Before I get started on this topic I must admit that this area of writing is my weakness, especially passive writing (which isn’t covered here but will be covered later in the course). Yesterday I wrote a short post on Editor and Proofreader’s Tools but I strongly believe one item is missing from that list. Every writer and editor should have a really good (localised) grammar reference book. This is something I don’t have (oh, I have books on the topic but nothing localised) and I need to rectify this oversight. Can anyone recommend an Australian grammar reference book please?
8: Good Grammarian I
No matter why you write — author, journalist, business person, student — and no matter why you may be checking another person’s writing — editor, copyeditor, proofreader — you need to understand grammar.
Grammar is language, it’s words and how they are used, it’s sentences and how they are arranged. As a writer or editor you need good grammar skills.
A Person or People
A person can’t help their birth.
-William Makepeace Thackeray, Vanity Fair (1848)
Apparently, over the years there’s been a lot of debate about how this one sentence should have been worded.
Some say he should have written:
A person cannot help his or her birth.
Others say:
People cannot help their birth.
Since the twelfth century dozens of famous authors have chosen use words such as “them”, “theirs” and “they” as single, gender-unspecific words. However from a grammar point of view all these are wrong. The correct useage are those in bold above.
I or Me
Often people use “me” when the correct grammar requires the word “I”. The best way to check which word should be used is to remove the other person.
Example: Me and my friend watched a movie.
When we take out the other person we get:
Me watched a movie.
Obviously this is incorrect so the correct word to use is “I”.
I and my friend watched a movie.
As awkward as this sounds, it is correct grammar, but it sounds better to put the friend first.
My friend and I watched a movie.
Can a thing “see”?
It has become a trend to have non-living things “see”.
Example: The company will see a change of policy next year.
However, the company is not a person and cannot see so the sentence is incorrect. The only way to correct the sentence is to reword it.

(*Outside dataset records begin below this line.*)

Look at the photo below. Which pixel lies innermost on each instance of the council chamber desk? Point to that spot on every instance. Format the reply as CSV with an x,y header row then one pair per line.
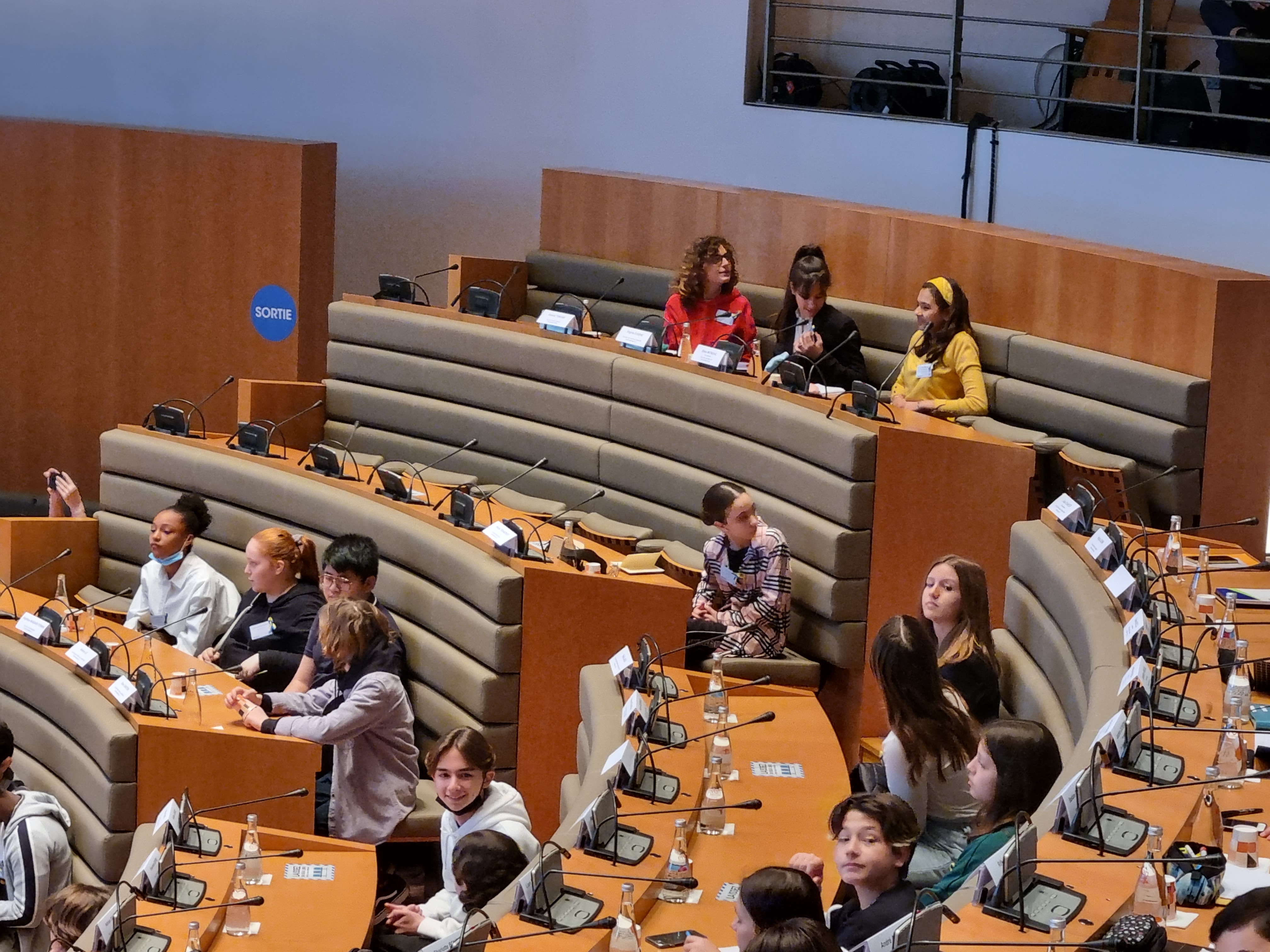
x,y
118,766
564,615
296,915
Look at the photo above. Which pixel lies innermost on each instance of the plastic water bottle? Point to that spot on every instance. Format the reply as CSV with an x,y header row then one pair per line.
x,y
1148,895
680,866
251,856
1233,760
713,817
1238,702
721,745
238,920
718,697
626,933
1227,639
1171,558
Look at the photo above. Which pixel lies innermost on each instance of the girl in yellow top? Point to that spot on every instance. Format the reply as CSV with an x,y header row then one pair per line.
x,y
941,372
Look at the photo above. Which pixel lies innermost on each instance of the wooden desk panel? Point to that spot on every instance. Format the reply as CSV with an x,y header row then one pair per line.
x,y
30,542
794,817
101,261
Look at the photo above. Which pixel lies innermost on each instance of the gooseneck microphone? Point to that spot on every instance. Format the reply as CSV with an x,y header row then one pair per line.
x,y
8,587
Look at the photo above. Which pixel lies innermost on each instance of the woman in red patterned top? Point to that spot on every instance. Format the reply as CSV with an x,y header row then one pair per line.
x,y
705,306
746,584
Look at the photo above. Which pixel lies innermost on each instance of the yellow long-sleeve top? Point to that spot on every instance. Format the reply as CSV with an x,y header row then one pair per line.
x,y
956,381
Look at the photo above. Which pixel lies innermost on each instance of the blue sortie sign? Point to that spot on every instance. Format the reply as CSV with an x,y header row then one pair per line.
x,y
273,313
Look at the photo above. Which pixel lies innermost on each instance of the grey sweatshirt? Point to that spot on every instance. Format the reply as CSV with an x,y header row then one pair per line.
x,y
376,765
35,865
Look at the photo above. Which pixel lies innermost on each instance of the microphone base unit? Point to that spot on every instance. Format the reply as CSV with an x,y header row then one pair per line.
x,y
1122,832
656,786
573,907
1166,707
628,846
183,893
1174,657
1043,900
331,475
1166,770
143,940
157,709
200,840
395,498
668,734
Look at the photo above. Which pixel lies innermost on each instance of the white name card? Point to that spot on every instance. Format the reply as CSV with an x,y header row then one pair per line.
x,y
636,339
558,322
1098,545
83,655
621,662
33,627
500,535
710,357
1135,626
1065,507
123,690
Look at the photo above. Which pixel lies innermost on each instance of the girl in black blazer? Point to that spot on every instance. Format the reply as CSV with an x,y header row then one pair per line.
x,y
816,334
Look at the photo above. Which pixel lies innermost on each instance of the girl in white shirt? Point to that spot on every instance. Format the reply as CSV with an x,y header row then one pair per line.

The company will have a change of policy next year.
Split-Infinitives
Now this is a difficult one!
An “infinitive” is regarded as a single word.
Example: to go
A split-infinitive is when an adverb is added which separates the infinitive.
Example: to quickly go
From a grammarian’s point of view “to quickly go” is incorrect. However, writers steadfastly claim that split-infinitives are rhetorical faults that can effect writing styles.
There is no actual rule on this one.
Most people have heard of the following:
To boldly go where no man has gone before.
To write this same sentence and have it grammatically correct, it would read:
To go boldly where no man has gone before.
Incorrect or not, the first sentence is the much better choice as it has much more punch.
From an editing point of view, split-infinitives are wrong but an editor should never override the author. The best policy is to avoid them (split-infinitives, not authors) as much as possible, but if it is the clearest and best way to go, use it.